De gauche à droite, en zigzag : Safia Hadji (photo), Romain Bougourd (rob), Angèle Lucchini (alu), Joséphine Lécuyer (jol), Linda Mannewitz (lim), Emma Sprang (ems), Céline Bégin (ceb), Moritz Barske (mob), Armelle Guyard (ag), Nejma Tahri-Hassani (net), Alexandra Ledzinska (all), Marion Guibourgeau (mgb), et Cécile Poulot (cep). Last, but not least (et n'ayant pas pu participer au voyage) : Gildas Riant (gir) et Agathe Orain (ao).

Bienvenue !

Editorial

      « Aujourd’hui Munich est connue pour être une ville étudiante, la ville de l’Oktoberfest, du FC Bayern ; mais personne ne pense à son lien étroit avec le national-socialisme, ce passé a été refoulé ». C’est de ce refoulement et de ce travail de mémoire expliqués par l’historien de l’architecture Winfried Nerdinger qu’est parti notre projet. Quelles ont été les différentes façons de vivre avec la mémoire de la Seconde Guerre mondiale ? Comment un monument historique doit-il être expliqué, restauré ou conservé ? Comment peut-on changer sa signification ? Doit-on la changer – si tant est que cela soit possible ? Aller sur le terrain devait permettre de répondre à ces questions, comme lors des précédents voyages d’étude (Verdun, Berlin et Marbach).

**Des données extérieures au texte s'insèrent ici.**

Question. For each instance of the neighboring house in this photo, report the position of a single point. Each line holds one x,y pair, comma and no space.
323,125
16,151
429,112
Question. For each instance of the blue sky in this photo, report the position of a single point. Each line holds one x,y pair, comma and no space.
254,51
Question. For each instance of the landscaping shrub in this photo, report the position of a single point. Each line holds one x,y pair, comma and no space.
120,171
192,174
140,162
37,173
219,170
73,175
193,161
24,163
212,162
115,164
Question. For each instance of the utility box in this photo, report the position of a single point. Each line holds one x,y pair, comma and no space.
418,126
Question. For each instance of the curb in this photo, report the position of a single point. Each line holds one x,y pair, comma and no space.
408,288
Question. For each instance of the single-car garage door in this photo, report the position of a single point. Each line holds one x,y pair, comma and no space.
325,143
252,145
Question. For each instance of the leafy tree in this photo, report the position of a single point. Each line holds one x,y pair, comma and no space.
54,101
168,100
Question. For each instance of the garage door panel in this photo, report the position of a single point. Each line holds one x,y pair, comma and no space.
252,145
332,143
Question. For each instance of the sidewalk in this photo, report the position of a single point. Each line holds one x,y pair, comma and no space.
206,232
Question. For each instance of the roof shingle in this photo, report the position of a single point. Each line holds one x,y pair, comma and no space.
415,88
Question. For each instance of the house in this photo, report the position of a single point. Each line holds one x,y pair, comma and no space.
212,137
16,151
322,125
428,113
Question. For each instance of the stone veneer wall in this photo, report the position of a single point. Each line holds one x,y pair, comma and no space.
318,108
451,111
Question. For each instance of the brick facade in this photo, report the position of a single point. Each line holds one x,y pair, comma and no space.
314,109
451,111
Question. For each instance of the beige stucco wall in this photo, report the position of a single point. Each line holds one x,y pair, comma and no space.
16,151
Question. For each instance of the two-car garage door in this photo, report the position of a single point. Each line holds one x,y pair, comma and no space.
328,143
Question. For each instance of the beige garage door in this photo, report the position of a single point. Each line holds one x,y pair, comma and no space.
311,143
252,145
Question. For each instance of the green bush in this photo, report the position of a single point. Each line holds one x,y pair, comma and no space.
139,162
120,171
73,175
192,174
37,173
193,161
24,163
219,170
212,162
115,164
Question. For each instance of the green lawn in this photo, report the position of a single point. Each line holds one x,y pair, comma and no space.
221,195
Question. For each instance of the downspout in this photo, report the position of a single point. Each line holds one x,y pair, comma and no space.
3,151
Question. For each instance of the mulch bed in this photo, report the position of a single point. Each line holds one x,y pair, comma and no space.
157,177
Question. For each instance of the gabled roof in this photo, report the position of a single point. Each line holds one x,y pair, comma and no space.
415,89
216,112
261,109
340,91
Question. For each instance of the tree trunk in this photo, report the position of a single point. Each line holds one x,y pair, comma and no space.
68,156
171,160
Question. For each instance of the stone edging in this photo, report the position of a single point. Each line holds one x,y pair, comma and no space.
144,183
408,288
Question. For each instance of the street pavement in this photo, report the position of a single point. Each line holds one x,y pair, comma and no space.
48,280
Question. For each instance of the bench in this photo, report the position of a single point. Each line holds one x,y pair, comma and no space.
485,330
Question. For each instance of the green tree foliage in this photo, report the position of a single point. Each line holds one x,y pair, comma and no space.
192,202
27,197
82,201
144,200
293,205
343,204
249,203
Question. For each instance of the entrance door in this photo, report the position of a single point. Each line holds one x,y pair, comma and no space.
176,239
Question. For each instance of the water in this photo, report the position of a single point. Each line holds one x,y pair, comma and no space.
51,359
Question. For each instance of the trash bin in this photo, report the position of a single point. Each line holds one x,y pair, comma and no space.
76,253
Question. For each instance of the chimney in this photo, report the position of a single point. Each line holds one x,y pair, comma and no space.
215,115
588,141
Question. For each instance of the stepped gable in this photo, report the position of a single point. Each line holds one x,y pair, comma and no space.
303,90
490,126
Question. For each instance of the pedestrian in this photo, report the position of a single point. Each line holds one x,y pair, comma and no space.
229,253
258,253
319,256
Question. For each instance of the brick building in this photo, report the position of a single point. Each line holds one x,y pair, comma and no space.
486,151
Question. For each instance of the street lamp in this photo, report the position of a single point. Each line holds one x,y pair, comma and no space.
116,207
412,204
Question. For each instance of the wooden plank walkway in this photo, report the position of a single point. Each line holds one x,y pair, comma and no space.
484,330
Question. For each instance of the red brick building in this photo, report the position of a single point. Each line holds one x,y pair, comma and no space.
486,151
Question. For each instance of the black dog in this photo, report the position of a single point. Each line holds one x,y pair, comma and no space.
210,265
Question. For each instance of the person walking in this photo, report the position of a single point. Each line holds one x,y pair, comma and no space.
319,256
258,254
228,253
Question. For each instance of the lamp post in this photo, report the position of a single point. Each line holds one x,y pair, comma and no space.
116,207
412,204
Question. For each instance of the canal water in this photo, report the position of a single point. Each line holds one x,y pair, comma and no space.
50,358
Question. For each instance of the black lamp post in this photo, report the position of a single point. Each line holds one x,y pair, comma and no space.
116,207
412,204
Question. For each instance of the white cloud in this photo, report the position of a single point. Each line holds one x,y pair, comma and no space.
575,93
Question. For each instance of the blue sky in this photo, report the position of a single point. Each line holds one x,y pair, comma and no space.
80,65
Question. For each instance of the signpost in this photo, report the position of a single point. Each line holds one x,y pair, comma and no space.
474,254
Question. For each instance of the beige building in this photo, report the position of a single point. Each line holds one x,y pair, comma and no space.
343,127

Ces problématiques semblent au premier abord s’appliquer à Nuremberg ou Berlin et c’est pour cela que notre voyage d’étude, à Munich, est singulier : il sort des sentiers battus.

 

     La capitale bavaroise n’étant pas connue de tous, chacun a dû œuvrer tout le semestre dans le cadre d’un séminaire dédié aux techniques de la recherche pour offrir un panorama complet de la ville et permettre au groupe d’élaborer un programme exhaustif et diversifié. Nous avons tout organisé, de l’hébergement aux demandes de subventions, de la mise en place d’un échange avec des étudiants de la Ludwig-Maximilians-Universität de Munich aux réservations des différentes visites. Les plus courageux ont suivi également un autre séminaire plus théorique sur le monument en Allemagne et en Autriche. Du côté munichois, les étudiants suivaient le séminaire de Judith Kasper sur les processus/procès de mémoire (Gedächtnissprozesse).

 

     Malgré quelques divergences d’opinion concernant la logistique, rien n’aurait pu empêcher le groupe de monter dans le train pour Munich au matin du 25 janvier. Le voyage commença aux aurores, dans la joie et la bonne humeur, et se poursuivit dans la neige et le froid munichois. Les cinq jours furent remplis de visites culturelles variées, de conférences et de workshops préparés par les étudiants des deux groupes, tous autour de notre thématique. Il restait cependant dans ce programme chargé, du temps pour se sustenter avec des Currywurst, de l’Obatzda (fromage bavarois) ou des saucisses en tous genres, souvent accompagnés d’une bière locale.

 

     Au deuxième semestre, dans le cadre d’un nouveau séminaire, l’équipe a mis toute sa force dans l’élaboration du numéro 10 d’Asnières à Censier, qui doit rendre compte noir sur blanc du travail accompli avant, pendant et après le voyage. Et, après de nombreuses heures d’écriture, de relecture, de tri et de sélection de photos, d’assemblage informatique et de démarches administratives, nous sommes heureux de vous présenter ce nouveau numéro. Nous retraçons l’intégralité de notre projet en racontant Munich : ville des arts, ville phare du national-socialisme (Stadt der Bewegung) et exemple de la reconstruction d’après-guerre, la capitale bavaroise nous a offert ses multiples facettes.

 

     Les rubriques habituelles viennent compléter cette édition de la revue des germanistes de la Sorbonne Nouvelle. Nous remercions nos homologues munichois, les différents contributeurs, les enseignants et les guides qui ont veillé à la qualité et à l’aboutissement du projet. Une mention spéciale à Cornelius Bellman, grand connaisseur de l’histoire de Munich, qui a guidé nos pas dans la ville avec enthousiasme. Et nous adressons aussi un remerciement particulier à l’OFAJ, au Centre de coopération universitaire franco-bavarois, au CEREG et au département d’Etudes germaniques de Paris 3 pour leur aide capitale. Agréable lecture à vous, cher lecteur, chère lectrice, qui avez eu la bonne idée de lire notre revue, qui sera également disponible en version papier autour de septembre 2017.